Monday, January 30, 2012

Value and Color Relationship

Camp Lucy Chapel    8x10   oil


















This was done on a Saturday morning paintout with my new friends in Plein Air Austin.  I've been meaning to get together with them for way too long.  I joined the group, and checked off one of my painting "to do's" for this year.  There are some terrific painters in the group, and it's a great inspiration for me to go out and paint with them.  Major thanks to our president, Johnnie Sielbeck, for all of her hard and faithful work to organize and schedule our painting locations. This was a gorgeous spot, named Camp Lucy, in the Hill Country just outside of Dripping Springs on a road that I often scour for painting sites.

While I'm setting up to paint I try to remind myself that I'm not there to create a finished painting, but to capture the essence of what's moving me to paint at the moment.  It helps me to focus on accomplishing something other than recording the "thing" in front of me.  For me, the subject is not the thing. It's the light, the mood, the feeling of the moment.  My best chance of getting some of that into my work comes as I make the conscious mind-switch to see the simple shape, value, color and edge relationships.  In this one, I was trying to give special attention to the arrangement of shapes with right values.  I've found that if I can get the values right, and simplify their design, I can more effectively bring out a nice color harmony.

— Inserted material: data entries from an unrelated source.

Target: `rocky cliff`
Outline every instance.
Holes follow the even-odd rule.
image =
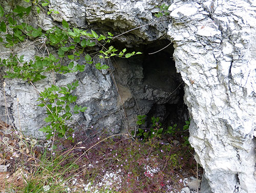
[[[156,6],[163,3],[170,5],[169,15],[156,18]],[[53,81],[65,85],[79,80],[77,104],[88,109],[73,124],[118,133],[134,127],[138,114],[161,116],[168,124],[190,116],[189,141],[205,172],[201,192],[256,192],[255,2],[51,0],[49,8],[60,14],[31,19],[43,30],[64,19],[80,29],[110,31],[119,49],[144,53],[100,61],[109,70],[87,65],[83,73],[36,83],[40,90]],[[19,54],[29,58],[36,52],[25,45]],[[16,127],[42,136],[36,92],[25,82],[5,81],[1,114],[7,107]]]

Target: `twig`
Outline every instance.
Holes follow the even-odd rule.
[[[165,19],[165,20],[162,20],[161,21],[157,21],[157,22],[164,21],[166,21],[166,20],[167,20],[167,19]],[[137,29],[139,29],[139,28],[142,28],[142,27],[145,27],[145,26],[149,26],[149,25],[151,25],[152,24],[156,23],[156,22],[157,22],[156,21],[154,21],[154,22],[152,22],[150,23],[145,24],[144,25],[143,25],[143,26],[139,26],[139,27],[138,27],[137,28],[133,28],[133,29],[132,29],[131,30],[128,30],[128,31],[126,31],[125,32],[123,32],[123,33],[121,33],[121,34],[119,34],[119,35],[117,35],[116,36],[112,38],[112,39],[114,39],[117,38],[117,37],[120,36],[122,35],[126,34],[126,33],[127,33],[128,32],[131,32],[132,31],[133,31],[133,30],[137,30]]]
[[[148,53],[148,54],[156,54],[156,53],[157,53],[158,52],[159,52],[161,51],[162,51],[163,50],[166,49],[167,47],[168,47],[169,45],[170,45],[173,42],[170,42],[170,43],[169,43],[168,45],[167,45],[165,47],[163,47],[162,49],[156,51],[156,52],[153,52],[152,53]]]

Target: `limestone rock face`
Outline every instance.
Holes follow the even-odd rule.
[[[175,1],[169,8],[189,141],[214,192],[256,192],[255,6]]]
[[[180,117],[187,119],[184,85],[184,99],[191,117],[189,141],[204,170],[202,184],[209,186],[202,189],[207,193],[256,192],[255,2],[50,2],[49,8],[59,14],[31,18],[43,30],[64,19],[74,27],[115,33],[118,49],[130,46],[145,53],[126,60],[95,58],[95,62],[109,65],[110,70],[99,71],[87,65],[83,73],[49,76],[35,83],[40,91],[53,82],[62,86],[79,80],[74,92],[78,96],[76,103],[88,109],[74,117],[72,124],[116,133],[134,128],[138,114],[164,117],[173,124]],[[163,3],[170,5],[169,16],[157,18],[155,6]],[[173,46],[147,54],[170,41]],[[8,49],[0,49],[1,57],[9,55]],[[33,46],[25,45],[23,50],[18,54],[27,60],[37,54]],[[0,113],[8,113],[9,124],[13,123],[26,134],[44,136],[38,129],[44,125],[46,114],[37,106],[38,94],[32,85],[6,79],[0,96]]]

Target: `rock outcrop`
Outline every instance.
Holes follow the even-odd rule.
[[[64,19],[77,28],[114,32],[120,49],[133,47],[144,54],[100,61],[110,65],[109,71],[87,65],[83,73],[50,76],[35,85],[41,91],[53,81],[64,85],[79,80],[77,104],[88,109],[73,124],[112,133],[134,127],[138,114],[161,116],[168,123],[187,118],[184,85],[184,99],[192,118],[189,141],[204,170],[202,184],[209,185],[202,193],[255,192],[256,3],[174,0],[165,3],[170,5],[169,16],[157,18],[155,6],[164,3],[51,0],[49,8],[59,14],[32,18],[43,30]],[[147,55],[170,41],[173,45]],[[1,49],[2,56],[8,52]],[[36,51],[26,46],[25,54],[29,59]],[[13,120],[27,134],[41,137],[38,129],[44,116],[36,106],[36,91],[25,82],[5,82],[0,112],[8,110],[9,123]]]
[[[169,8],[189,141],[214,192],[256,192],[255,5],[175,1]]]

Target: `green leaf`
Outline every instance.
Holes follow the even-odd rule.
[[[4,21],[2,21],[0,23],[0,31],[4,33],[6,32],[6,25]]]
[[[29,13],[30,13],[30,11],[31,11],[31,8],[32,6],[29,6],[27,8],[26,8],[25,11],[26,13],[27,13],[27,15],[29,14]]]
[[[79,107],[78,106],[77,106],[77,105],[75,105],[75,106],[74,107],[74,111],[79,111]]]
[[[68,58],[69,58],[69,59],[70,59],[70,60],[74,60],[74,59],[75,58],[75,56],[74,55],[68,55]]]
[[[93,37],[94,37],[95,38],[98,38],[99,37],[99,36],[98,34],[96,34],[95,32],[94,32],[93,30],[91,30],[92,32],[92,34],[93,35]]]
[[[103,64],[101,66],[102,69],[106,69],[109,68],[109,66],[107,65]]]
[[[110,32],[108,32],[108,34],[109,34],[109,35],[110,36],[114,36],[114,35]]]
[[[99,70],[101,69],[101,66],[101,66],[100,63],[97,63],[97,64],[95,64],[95,67],[96,68],[96,69],[98,69]]]
[[[14,22],[13,21],[13,19],[12,18],[12,17],[8,17],[8,21],[9,21],[9,23],[12,25],[12,26],[14,26]]]
[[[68,22],[64,19],[62,20],[62,27],[65,29],[69,28],[69,23],[68,23]]]
[[[45,7],[45,6],[47,6],[49,4],[49,3],[44,3],[42,4],[42,7]]]
[[[69,68],[70,69],[72,69],[73,68],[73,67],[74,67],[74,62],[71,62],[69,63],[69,64],[68,65],[68,67],[69,67]]]
[[[45,121],[46,123],[51,122],[53,121],[53,117],[52,115],[49,115],[48,117],[45,118]]]
[[[0,17],[3,17],[4,16],[4,13],[5,12],[4,11],[4,9],[0,5]]]
[[[102,39],[104,40],[105,39],[106,39],[106,37],[104,36],[103,35],[100,34],[100,36],[97,40],[99,41]]]
[[[65,54],[65,52],[63,51],[61,47],[60,47],[58,51],[58,54],[59,55],[59,56],[60,57],[61,56],[63,56],[64,54]]]
[[[80,109],[80,111],[81,112],[84,112],[84,111],[87,109],[87,107],[82,107],[81,108],[81,109]]]
[[[81,45],[82,47],[86,47],[87,45],[87,41],[86,39],[83,39],[82,41],[81,42]]]
[[[61,49],[64,52],[67,52],[67,51],[68,51],[69,50],[69,48],[67,47],[61,47]]]
[[[128,54],[125,54],[125,58],[130,58],[130,57],[131,57],[132,56],[133,56],[133,54],[128,53]]]
[[[89,43],[88,45],[90,47],[93,47],[95,45],[95,44],[96,44],[95,42],[91,41]]]
[[[74,41],[76,43],[80,42],[80,37],[77,37],[74,38]]]
[[[65,107],[65,110],[67,111],[67,112],[69,112],[70,111],[70,107],[69,107],[69,106],[68,105],[66,105],[66,107]]]
[[[86,61],[91,61],[92,60],[92,57],[88,54],[87,54],[84,57],[84,59]]]

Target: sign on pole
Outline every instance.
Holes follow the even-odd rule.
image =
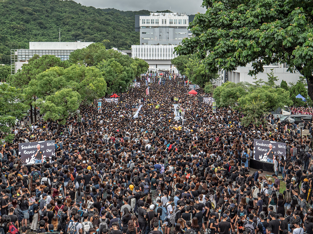
[[[102,113],[102,102],[98,102],[98,113]]]
[[[18,149],[21,159],[26,165],[42,163],[46,158],[55,155],[54,140],[21,143]]]
[[[286,156],[286,143],[255,139],[253,141],[253,159],[273,163],[274,157]]]
[[[216,113],[216,102],[212,102],[212,112],[213,113]]]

Since color can be broken down into value, hue, and saturation, by first getting the value relationships right (light to shade) I can then work with the questions of "what kind of red, or blue or yellow is this?", "is this color warmer or cooler compared to that other one?" The fun is when you start seeing, on your canvas, how beautiful the colors can be together when their brought into a proper relationship.  When I look at my little study, I can recall the feeling of that crisp, sunny morning.  I was encouraged by this one  to try another study of a new subject, the next morning.  I'll probably show that one to you, soon.